In Spritzgießwerkzeugen mit Schiebern für Hinterschneidungen werden meist vorgespannte Miniaturführungen eingesetzt. Die Praxis zeigt auch, dass überwiegend Miniaturführungen mit breiter Schiene eingebaut werden.
Werkzeugbauer setzen dagegen aber immer noch häufig auf Gleitführungen. Weil diese jedoch nicht spielfrei sind, kann sehr leicht ein kleiner Spalt an den Übergängen zum Schieber auftreten. Dadurch entstehen Grate an den Werkstücken. Mit den spielfreien Miniaturführungen von Dr. Tretter lässt sich das vermeiden oder zumindest stark reduzieren. Verarbeiter sparen kostbare Zeit für das Nachbearbeiten der Bauteile. Das ist ein entscheidender Wettbewerbsvorteil.

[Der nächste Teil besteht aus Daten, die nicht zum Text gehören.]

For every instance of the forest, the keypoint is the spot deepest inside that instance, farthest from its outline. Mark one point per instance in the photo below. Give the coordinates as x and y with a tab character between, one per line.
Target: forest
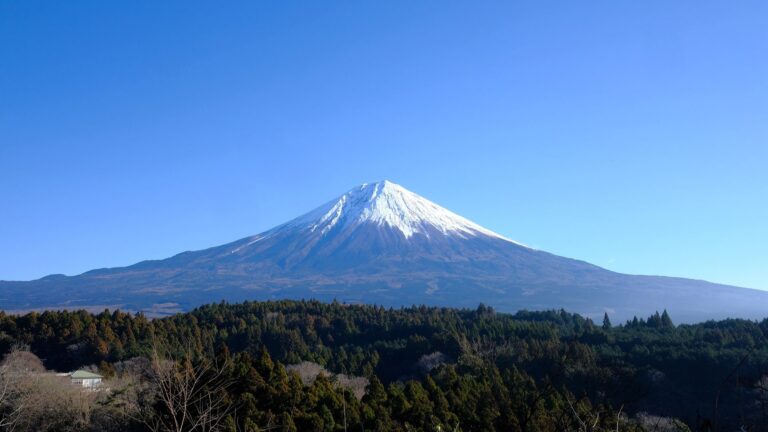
312	366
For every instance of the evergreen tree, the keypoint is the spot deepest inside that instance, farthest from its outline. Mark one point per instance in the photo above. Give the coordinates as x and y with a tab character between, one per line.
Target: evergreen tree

Ein weiteres Anwendungsfeld ist die Verkettung von Stufenwerkzeugen beispielsweise bei Pressen. Dabei werden Führungselemente verwendet, um in automatisierten Prozessen Bauteile von Werkzeug zu Werkzeug ohne Zwischenablage zu transportieren. Bei Pressenfeedern nutzen Werkzeugbauer häufig zylindrische Laufrollen als Führungen. Ist jedoch eine äußerst kompakte Bauweise bei relativ kurzen Hublängen gefordert, insbesondere bei in das Werkzeug integrierten Transfereinheiten, bieten sich Miniaturführungen als wirtschaftliche Lösung an.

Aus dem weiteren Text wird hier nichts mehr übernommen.